Jonathan dejó de prestar atención a aquella letanía de certezas que su siempre angustiada esposa reclamaba una vez más y se sumergió en el recuerdo del día anterior. Marina, los niños y él habían llegado al pueblo por la tarde. Aparcaron la furgoneta de tercera mano junto a la casona, último bastión antes de los prados infinitos. A partir de allí, la calzada empedrada continuaba en forma de un camino terroso hacia la alameda. La brisa y el sol de agosto convertían las hojas de los árboles en molinetes plateados. En el lado opuesto de la calle, manojos apretados de flores blancas y amarillas rebosaban sobre un murete medio derruido, y extendían la sutil invitación de su fragancia. Marina bajó del vehículo y miró hacia el horizonte con las mejillas encendidas

─¿Escuchas a los árboles, Jonathan? ¿Los escuchas? ─le preguntó─, nos ofrecen un susurro de bienvenida─. Él sonrió y le acarició el tripón de embarazada.

─Enciende la calefacción. Y mañana ponte la camisa de manga larga ─le había advertido Marina por la noche, antes de caer dormida en el asiento de la furgoneta sin haber probado el bocadillo de tortilla.

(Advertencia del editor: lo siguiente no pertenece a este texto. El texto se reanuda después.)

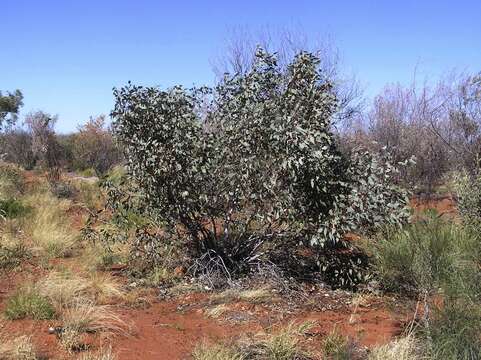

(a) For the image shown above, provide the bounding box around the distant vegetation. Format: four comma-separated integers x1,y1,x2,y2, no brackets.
0,32,481,360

…los jóvenes se sienten atrapados en este pueblo ─se lamentó el Alcalde, con tal inflexión de tristeza en la recia voz que sacó a Jonathan de su ensimismamiento, si bien todavía permaneció alelado unos instantes. Tenía mucho calor. Se remangó─. Lo único que ustedes deben hacer es empadronarse aquí. Y labrar la tierra, claro. Mañana firmamos las escrituras. No habrá sorpresas. Créame, Marina, por favor.

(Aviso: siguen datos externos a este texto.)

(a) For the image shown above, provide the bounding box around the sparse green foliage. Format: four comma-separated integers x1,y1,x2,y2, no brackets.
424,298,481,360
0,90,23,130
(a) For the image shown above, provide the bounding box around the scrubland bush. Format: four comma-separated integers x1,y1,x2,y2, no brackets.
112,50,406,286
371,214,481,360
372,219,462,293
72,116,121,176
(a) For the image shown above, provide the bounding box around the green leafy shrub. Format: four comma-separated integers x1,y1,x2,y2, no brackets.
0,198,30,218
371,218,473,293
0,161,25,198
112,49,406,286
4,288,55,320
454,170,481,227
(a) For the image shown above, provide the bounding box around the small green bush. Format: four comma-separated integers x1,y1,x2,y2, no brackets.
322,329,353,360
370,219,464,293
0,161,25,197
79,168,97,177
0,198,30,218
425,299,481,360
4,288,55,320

─Está bien. Siento parecer tan desconfiada, Decoroso ─dijo la mujer─, es que…

─No pasa nada ─suspiró el Alcalde─. Pero, como ya les dije, es menester contratar un buen seguro agrario lo antes posible; el cultivo ecológico es muy aventurado. Y no olviden la tarjeta sanitaria. Bueno, ya no les estorbo más. En la alacena encontrarán media arroba de aceite de la cooperativa de Tierrasrojas, un potaje de alubias con carota y una hogaza de kilo; regalos de los paisanos.

─Gracias, Decoroso, gracias ─dijo Jonathan, estrechando con alivio la manaza del Alcalde, ante la cara horrorizada de Marina, que había visto el antebrazo descubierto de su esposo. Sobre la piel velluda resaltaba aquel maldito dibujo de diseño rudimentario: un hombre sujetaba con rostro triste los barrotes que le mantenían prisionero, mientras un corazón con alas escapaba entre ellos. El Alcalde observó la imagen con curiosidad. Marina agachó la cabeza, cerró los ojos y apretó los labios.

─¿Sabéis una cosa? Y perdonad que os tutee, pero me parece que ha llegado la ocasión ─dijo el Alcalde, pensativo, sin dejar de observar el tatuaje ─. Yo practico Yoga.

─Ah, ¿sí? ─preguntó Jonathan con un hilo de voz.

─Pues sí. Y de la tradición hinduista lo que más me gusta es el significado de la flor de loto. A pesar de ser tan hermosa, hunde sus raíces en el fango de los pantanos. En fin, que no hay santo que no tenga un pasado, ni pecador que no tenga un futuro.

─Nos gustaría explicarte…y agradecerte… ─titubeó Marina.

─Pues quedaos. Necesitamos gente, niños, ruido, vida ─dijo el Alcalde con énfasis. Sacó del bolsillo la llave antigua y la posó sobre la mano pequeña de Marina─. Ya me daréis explicaciones, si así os parece. Acompañadme hasta la salida. Mañana sed puntuales, el Notario debe visitar otros pueblos.